[Originally published in Movietone News 58-59, August 1978]
While an attendant whose deformed face and skin make him look like the Elephant Man pulls levers like those that start an amusement park ride, an ectoplasmic spermatozoon plunges squirming into a pool, making its way toward a globe that gradually crumbles, until we take the viewpoint of that globe and find ourselves sliding through a hair-rimmed aperture into a bright white beyond. Conception and birth, right? But of what?
Every time you think you’ve got hold of Eraserhead, you haven’t. A curly-haired macrocephalic strolls zombielike through a surreal landscape that is both identifiably urban and suggestively a macrophotograph of some portion of human anatomy. Lights come on but don’t light anything up; the bars of a radiator part like curtains to reveal a dancing woman on a tile stage; a manmade roast chicken no bigger than a fist squirms and bleeds when someone tries to carve it; a man and woman live with their hideous birdlike baby in a dingy flat whose floors and shelves are covered with some tangled, decaying fibrous matter—all of this against a soundtrack of incessant pounding, hissing, squeaking noises, and in the most frightfully claustrophobic black-and-white you’ve ever seen.

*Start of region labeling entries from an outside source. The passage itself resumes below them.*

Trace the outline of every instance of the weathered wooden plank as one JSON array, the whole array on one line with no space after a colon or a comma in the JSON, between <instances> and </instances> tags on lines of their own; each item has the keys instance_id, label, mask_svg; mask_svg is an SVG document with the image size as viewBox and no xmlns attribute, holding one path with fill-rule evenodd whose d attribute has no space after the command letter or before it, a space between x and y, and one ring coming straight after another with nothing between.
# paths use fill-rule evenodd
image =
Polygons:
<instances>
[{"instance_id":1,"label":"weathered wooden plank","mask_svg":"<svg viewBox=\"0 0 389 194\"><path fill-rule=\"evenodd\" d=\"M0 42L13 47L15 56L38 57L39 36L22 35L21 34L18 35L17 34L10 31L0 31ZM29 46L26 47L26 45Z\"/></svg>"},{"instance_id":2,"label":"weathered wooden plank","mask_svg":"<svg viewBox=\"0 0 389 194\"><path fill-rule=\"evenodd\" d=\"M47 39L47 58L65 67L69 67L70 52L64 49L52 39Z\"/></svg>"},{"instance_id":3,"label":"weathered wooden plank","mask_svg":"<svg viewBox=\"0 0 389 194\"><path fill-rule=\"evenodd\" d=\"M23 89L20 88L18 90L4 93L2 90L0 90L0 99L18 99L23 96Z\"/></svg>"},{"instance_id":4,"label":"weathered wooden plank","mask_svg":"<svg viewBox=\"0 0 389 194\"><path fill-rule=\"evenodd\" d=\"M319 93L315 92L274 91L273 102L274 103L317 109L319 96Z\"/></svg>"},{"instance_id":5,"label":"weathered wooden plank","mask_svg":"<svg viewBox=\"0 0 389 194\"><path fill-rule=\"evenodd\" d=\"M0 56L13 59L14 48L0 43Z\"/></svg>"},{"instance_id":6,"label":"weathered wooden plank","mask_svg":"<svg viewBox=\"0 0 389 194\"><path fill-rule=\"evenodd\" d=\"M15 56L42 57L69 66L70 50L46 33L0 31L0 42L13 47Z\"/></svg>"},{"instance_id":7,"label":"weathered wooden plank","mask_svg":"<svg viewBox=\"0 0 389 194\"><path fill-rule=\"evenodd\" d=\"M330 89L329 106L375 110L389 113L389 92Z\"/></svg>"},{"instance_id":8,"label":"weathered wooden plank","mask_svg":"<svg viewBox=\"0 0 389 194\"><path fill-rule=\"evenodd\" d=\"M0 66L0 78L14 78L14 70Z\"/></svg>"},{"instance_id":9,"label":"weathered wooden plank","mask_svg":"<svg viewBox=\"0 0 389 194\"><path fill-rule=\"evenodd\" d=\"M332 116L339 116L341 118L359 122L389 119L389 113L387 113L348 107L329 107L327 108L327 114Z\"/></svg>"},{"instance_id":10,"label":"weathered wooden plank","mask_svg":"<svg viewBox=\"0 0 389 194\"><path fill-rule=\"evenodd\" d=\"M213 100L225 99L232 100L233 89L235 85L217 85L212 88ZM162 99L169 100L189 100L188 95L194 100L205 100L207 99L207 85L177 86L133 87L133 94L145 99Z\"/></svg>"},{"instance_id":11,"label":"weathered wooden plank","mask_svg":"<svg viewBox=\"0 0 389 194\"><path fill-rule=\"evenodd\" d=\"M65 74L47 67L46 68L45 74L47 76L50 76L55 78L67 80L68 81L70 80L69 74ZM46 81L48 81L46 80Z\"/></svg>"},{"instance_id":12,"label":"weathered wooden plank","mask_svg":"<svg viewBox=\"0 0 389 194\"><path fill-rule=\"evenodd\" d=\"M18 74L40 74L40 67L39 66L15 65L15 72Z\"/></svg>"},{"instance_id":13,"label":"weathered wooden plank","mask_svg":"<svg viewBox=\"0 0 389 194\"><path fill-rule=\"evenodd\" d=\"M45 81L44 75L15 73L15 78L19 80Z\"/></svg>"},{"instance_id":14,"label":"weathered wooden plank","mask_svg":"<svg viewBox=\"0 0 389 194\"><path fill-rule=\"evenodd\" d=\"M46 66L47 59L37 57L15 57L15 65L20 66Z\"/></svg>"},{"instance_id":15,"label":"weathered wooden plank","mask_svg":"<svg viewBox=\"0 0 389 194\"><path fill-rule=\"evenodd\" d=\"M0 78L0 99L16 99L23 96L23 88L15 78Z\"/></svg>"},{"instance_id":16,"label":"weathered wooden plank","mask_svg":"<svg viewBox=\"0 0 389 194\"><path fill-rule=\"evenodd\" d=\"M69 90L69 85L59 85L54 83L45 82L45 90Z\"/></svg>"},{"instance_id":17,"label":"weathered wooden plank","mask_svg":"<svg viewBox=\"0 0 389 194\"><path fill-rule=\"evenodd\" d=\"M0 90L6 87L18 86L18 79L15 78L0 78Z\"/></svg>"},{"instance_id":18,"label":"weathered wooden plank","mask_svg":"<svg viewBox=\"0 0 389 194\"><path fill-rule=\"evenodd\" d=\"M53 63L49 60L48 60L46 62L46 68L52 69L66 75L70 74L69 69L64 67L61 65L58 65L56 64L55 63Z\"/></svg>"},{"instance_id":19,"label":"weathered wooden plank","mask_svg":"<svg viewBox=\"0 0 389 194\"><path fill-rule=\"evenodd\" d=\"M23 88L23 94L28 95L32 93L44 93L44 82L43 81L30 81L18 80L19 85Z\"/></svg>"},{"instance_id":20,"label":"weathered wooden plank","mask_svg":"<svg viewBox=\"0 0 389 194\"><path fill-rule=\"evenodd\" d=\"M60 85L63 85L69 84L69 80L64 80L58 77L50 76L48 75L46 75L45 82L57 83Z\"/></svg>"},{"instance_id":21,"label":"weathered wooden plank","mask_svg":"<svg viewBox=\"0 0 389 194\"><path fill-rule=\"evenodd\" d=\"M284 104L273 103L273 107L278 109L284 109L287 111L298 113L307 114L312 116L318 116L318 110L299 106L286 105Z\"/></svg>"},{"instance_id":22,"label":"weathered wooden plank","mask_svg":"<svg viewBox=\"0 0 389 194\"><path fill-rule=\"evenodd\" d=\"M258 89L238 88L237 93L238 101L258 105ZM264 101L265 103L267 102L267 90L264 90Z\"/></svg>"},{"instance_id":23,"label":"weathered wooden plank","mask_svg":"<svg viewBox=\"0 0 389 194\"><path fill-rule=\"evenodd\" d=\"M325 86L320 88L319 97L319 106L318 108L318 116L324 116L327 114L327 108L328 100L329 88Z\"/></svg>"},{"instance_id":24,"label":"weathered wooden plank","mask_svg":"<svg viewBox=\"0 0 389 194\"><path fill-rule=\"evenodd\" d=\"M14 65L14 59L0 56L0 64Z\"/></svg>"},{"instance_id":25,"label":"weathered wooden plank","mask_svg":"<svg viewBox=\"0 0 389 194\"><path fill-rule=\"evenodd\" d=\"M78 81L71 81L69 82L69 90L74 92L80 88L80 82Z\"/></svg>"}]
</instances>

If you really give yourself to the film (and there’s a point beyond which it’s pretty hard not to), you pretty soon find yourself shifting a little, seeking out the reassuring glow of the exit light or suppressing the impulse to say to your neighbor “I gotta find some way outta here!” I don’t subscribe to the notion that seeing a film—or any work of art—can damage the viewer; but if anyone could demonstrably suffer permanent damage from seeing a film, there’s a good chance that the film would be Eraserhead. I saw it, and count myself among the walking wounded. The film makes all other so-called “dream” films pale by comparison: it is the most thoroughly oneiric—in fact, literally nightmarish—film I’ve ever seen: vivid, disorienting, captivating, stirring in me terrors whose names I don’t even know. From the field of the personal (or “underground”) film, where there is so much self-indulgent crap, and so much more careless fakery, Eraserhead emerges as a truly subversive film. It gets personal with the viewer in ways so intimate, so embedded in the private recesses of consciousness you wouldn’t have thought it possible. Who is this David Lynch and how does he know? This is what madness might be like, he makes you think, this oppressive absurdity, now funny, now scary, now just plain weird, but making a kind of sense that has nothing at all to do with reason. Believe it: Eraserhead is The Real Thing.
© 1978 Robert C. Cumbow
Direction, screenplay, special effects, editing, production: David Lynch. Camera and lighting: Fred Elmes, Herbert Caldwell.
The players: John Nance, Charlotte Stewart, Allen Joseph, Jeanne Bates.